ChartEye: A Deep Learning Framework for Chart Information Extraction
Osama Mustafa, Muhammad Khizer Ali, Momina Moetesum, Imran Siddiqi
TL;DR
This paper tackles automatic extraction of explicit information from chart images, a problem intensified by diverse chart layouts. It introduces ChartEye, a multi-task framework that combines Swin Transformer-based chart-type and text-role classification with YOLOv7 for text detection and ESRGAN-based text upscaling, followed by TPS-ResNet-BiLSTM-Attn text recognition. On the ICPR2022 CHARTINFO dataset, the approach achieves 0.97 F1 for chart-type classification, 0.91 F1 for text-role classification, and 0.95 mAP for text detection, demonstrating strong performance across chart types. A key contribution is leveraging hierarchical transformers to capture positional and relational cues, enabling a generic pipeline applicable to multiple chart types. The ESRGAN-based text enhancement further strengthens recognition, supporting reliable extraction of structured data from visual charts for downstream analytics.
Abstract
The widespread use of charts and infographics as a means of data visualization in various domains has inspired recent research in automated chart understanding. However, information extraction from chart images is a complex multitasked process due to style variations and, as a consequence, it is challenging to design an end-to-end system. In this study, we propose a deep learning-based framework that provides a solution for key steps in the chart information extraction pipeline. The proposed framework utilizes hierarchal vision transformers for the tasks of chart-type and text-role classification, while YOLOv7 for text detection.
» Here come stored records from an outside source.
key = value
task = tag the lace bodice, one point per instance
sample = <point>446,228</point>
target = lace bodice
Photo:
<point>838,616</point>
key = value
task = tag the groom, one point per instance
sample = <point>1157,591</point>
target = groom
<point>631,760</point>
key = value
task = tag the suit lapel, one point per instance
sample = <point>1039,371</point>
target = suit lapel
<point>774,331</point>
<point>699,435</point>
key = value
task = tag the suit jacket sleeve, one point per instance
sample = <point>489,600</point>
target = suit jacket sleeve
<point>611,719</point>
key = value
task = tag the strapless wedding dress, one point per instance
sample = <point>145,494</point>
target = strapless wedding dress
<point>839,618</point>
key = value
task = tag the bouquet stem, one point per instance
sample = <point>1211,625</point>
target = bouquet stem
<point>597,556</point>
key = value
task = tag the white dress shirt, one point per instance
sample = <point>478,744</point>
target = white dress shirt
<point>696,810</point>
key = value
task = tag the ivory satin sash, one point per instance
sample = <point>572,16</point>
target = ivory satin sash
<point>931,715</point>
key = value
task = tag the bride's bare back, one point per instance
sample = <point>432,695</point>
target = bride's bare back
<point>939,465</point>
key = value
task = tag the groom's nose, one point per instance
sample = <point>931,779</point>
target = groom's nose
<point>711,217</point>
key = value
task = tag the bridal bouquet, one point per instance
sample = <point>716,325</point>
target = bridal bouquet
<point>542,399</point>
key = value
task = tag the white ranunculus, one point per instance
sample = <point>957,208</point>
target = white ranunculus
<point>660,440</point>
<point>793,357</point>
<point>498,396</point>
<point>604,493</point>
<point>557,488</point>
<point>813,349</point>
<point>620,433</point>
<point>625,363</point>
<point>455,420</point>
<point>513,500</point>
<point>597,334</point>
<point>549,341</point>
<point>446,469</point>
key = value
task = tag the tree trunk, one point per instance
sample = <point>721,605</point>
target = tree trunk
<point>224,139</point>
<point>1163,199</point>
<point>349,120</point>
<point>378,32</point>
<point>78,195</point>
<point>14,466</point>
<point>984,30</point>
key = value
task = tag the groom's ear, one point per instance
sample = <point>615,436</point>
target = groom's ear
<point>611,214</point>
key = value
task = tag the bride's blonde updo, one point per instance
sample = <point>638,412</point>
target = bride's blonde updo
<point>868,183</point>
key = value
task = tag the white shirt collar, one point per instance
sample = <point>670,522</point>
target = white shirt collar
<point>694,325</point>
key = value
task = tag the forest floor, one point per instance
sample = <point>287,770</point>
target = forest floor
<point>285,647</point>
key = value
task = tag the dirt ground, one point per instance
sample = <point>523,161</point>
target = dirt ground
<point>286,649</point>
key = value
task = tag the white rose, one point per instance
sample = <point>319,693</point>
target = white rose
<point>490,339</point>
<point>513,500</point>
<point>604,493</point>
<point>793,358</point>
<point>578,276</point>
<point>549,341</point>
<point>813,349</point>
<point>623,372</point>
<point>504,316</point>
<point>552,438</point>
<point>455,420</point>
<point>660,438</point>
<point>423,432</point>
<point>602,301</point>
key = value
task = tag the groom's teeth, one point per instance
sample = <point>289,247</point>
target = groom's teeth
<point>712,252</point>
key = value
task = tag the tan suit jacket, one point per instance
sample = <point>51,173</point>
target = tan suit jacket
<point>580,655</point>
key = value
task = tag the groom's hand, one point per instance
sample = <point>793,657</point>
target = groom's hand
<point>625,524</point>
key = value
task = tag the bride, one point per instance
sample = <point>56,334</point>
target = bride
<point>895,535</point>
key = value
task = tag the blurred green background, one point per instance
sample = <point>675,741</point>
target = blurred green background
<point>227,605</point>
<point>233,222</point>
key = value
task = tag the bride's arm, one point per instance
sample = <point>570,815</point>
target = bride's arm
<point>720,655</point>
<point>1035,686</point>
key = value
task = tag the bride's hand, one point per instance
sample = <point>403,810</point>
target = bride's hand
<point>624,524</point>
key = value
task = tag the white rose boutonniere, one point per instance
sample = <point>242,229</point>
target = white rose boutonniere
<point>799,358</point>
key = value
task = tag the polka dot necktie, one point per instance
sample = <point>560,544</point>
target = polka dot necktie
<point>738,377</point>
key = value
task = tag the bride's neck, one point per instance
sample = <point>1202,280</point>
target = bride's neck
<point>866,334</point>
The detected text is then enhanced using Super Resolution Generative Adversarial Networks to improve the recognition output of the OCR. Experimental results on a benchmark dataset show that our proposed framework achieves excellent performance at every stage with F1-scores of 0.97 for chart-type classification, 0.91 for text-role classification, and a mean Average Precision of 0.95 for text detection.